Кочар как подлинно великий художник прокладывал дорогу в будущее, а его часто обвиняли в формализме. По существу, соприкасаясь с разными «измами», Кочар не растворился ни в одном из них, восприняв французские уроки сквозь национальную призму. Даже произведения парижского периода свидетельствуют о том, что прочувствованы они армянским темпераментом, увидены армянским зрением.
Многие работы Кочара действуют как ток высокого напряжения. Среди них «Ужасы войны» – одно из лучших живописных полотен мастера. Его изобразительный язык – язык деформации, сверхэкспрессии. Разорвать спокойствие зрителя, вывести его из равновесия, заставить напряженно мыслить. «Ужасы войны» – картина-предупреждение, символ апокалипсиса цивилизации, протест против уничтожения культуры и человечества. Кочар не из тех художников, кто воспевает розы, когда мир далек от совершенства.
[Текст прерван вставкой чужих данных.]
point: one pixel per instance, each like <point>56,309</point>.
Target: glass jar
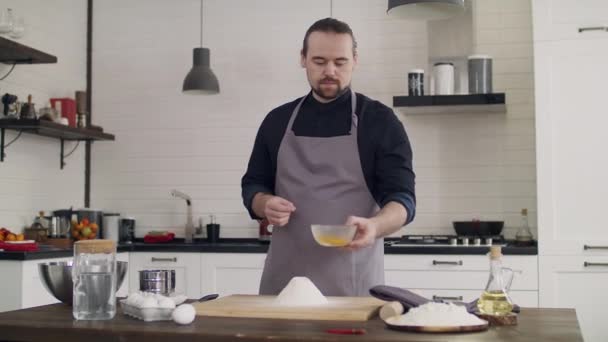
<point>94,277</point>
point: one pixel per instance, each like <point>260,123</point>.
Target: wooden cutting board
<point>251,306</point>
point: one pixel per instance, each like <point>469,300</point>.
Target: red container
<point>67,108</point>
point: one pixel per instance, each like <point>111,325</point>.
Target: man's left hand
<point>366,232</point>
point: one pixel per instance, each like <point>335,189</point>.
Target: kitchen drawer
<point>528,299</point>
<point>463,272</point>
<point>186,266</point>
<point>577,282</point>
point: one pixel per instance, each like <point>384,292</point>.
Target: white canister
<point>443,78</point>
<point>110,226</point>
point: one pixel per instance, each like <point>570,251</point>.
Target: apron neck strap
<point>353,104</point>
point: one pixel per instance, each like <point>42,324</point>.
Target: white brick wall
<point>482,165</point>
<point>30,177</point>
<point>467,165</point>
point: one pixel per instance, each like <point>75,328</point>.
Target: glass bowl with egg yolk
<point>333,235</point>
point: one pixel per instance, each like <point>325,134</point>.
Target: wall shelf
<point>440,104</point>
<point>12,52</point>
<point>50,129</point>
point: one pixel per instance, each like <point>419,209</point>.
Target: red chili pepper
<point>346,331</point>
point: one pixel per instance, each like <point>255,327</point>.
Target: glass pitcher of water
<point>94,277</point>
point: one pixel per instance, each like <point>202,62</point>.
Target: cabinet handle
<point>455,263</point>
<point>436,298</point>
<point>174,259</point>
<point>588,264</point>
<point>593,28</point>
<point>586,247</point>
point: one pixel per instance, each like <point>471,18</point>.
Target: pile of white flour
<point>300,292</point>
<point>437,314</point>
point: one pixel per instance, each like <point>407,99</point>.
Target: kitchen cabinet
<point>570,74</point>
<point>231,273</point>
<point>22,287</point>
<point>580,283</point>
<point>558,20</point>
<point>460,277</point>
<point>187,268</point>
<point>570,71</point>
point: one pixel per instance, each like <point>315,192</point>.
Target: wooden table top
<point>55,323</point>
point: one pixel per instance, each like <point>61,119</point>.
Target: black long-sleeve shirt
<point>384,148</point>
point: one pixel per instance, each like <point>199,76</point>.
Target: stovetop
<point>446,241</point>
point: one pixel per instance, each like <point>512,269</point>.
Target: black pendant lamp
<point>201,79</point>
<point>424,9</point>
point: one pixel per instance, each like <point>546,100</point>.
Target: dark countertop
<point>55,323</point>
<point>254,246</point>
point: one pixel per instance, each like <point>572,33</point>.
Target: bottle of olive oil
<point>494,300</point>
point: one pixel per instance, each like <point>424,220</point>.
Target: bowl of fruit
<point>7,235</point>
<point>84,230</point>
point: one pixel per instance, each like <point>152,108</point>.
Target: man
<point>330,157</point>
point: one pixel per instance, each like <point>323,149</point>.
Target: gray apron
<point>322,177</point>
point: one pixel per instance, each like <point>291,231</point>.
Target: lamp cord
<point>8,73</point>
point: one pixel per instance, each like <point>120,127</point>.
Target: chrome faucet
<point>190,230</point>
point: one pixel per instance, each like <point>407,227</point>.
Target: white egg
<point>165,302</point>
<point>148,302</point>
<point>184,314</point>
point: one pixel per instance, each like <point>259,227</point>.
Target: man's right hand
<point>274,208</point>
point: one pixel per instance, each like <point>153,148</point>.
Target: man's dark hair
<point>329,25</point>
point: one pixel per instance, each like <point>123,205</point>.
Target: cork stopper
<point>95,246</point>
<point>495,252</point>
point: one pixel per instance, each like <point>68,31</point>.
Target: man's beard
<point>329,93</point>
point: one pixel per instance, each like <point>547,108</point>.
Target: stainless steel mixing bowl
<point>57,278</point>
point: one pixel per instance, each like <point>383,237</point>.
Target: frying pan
<point>478,228</point>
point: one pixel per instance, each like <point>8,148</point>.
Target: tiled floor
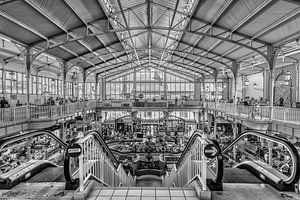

СВОЕ НЕПОВТОРИМОЕ СЛОВО СКАЗАЛ КОЧАР И В ОБЛАСТИ КНИЖНОГО ОФОРМЛЕНИЯ, И В СЦЕНОГРАФИИ. Он любил театр – ему нравилось работать в его напряженной изменчивой атмосфере, участвовать в создании новых образов в пространственном решении спектакля, присутствовать при возникновении особого, непредвиденного мира. Кочар удивлялся могуществу театра, его великой чудотворной магии и преклонялся перед такими мастерами, как В.Аджемян, В.Папазян, Г.Нерсесян…
Он был замечательным собеседником и на редкость точным в своей необузданной образности. Маэстро (так любовно называли его) никогда не говорил менторским тоном. К нему применимы слова Горького – «…в искусстве надо очень много знать, чтобы иметь право осторожно советовать».
Кочар не пропускал ни одного вернисажа. Особенно внимателен был к молодым скульпторам. Сосредоточенно, молчаливо рассматривал их работы. Он заходил сзади, обходил вокруг, смотрел сбоку, приседал и даже заглядывал снизу. Так мог смотреть только мастер, сам владеющий высоким ремеслом, на работу другого мастера. Такое внимание дается высокой культурой, напряжением ума и сердца.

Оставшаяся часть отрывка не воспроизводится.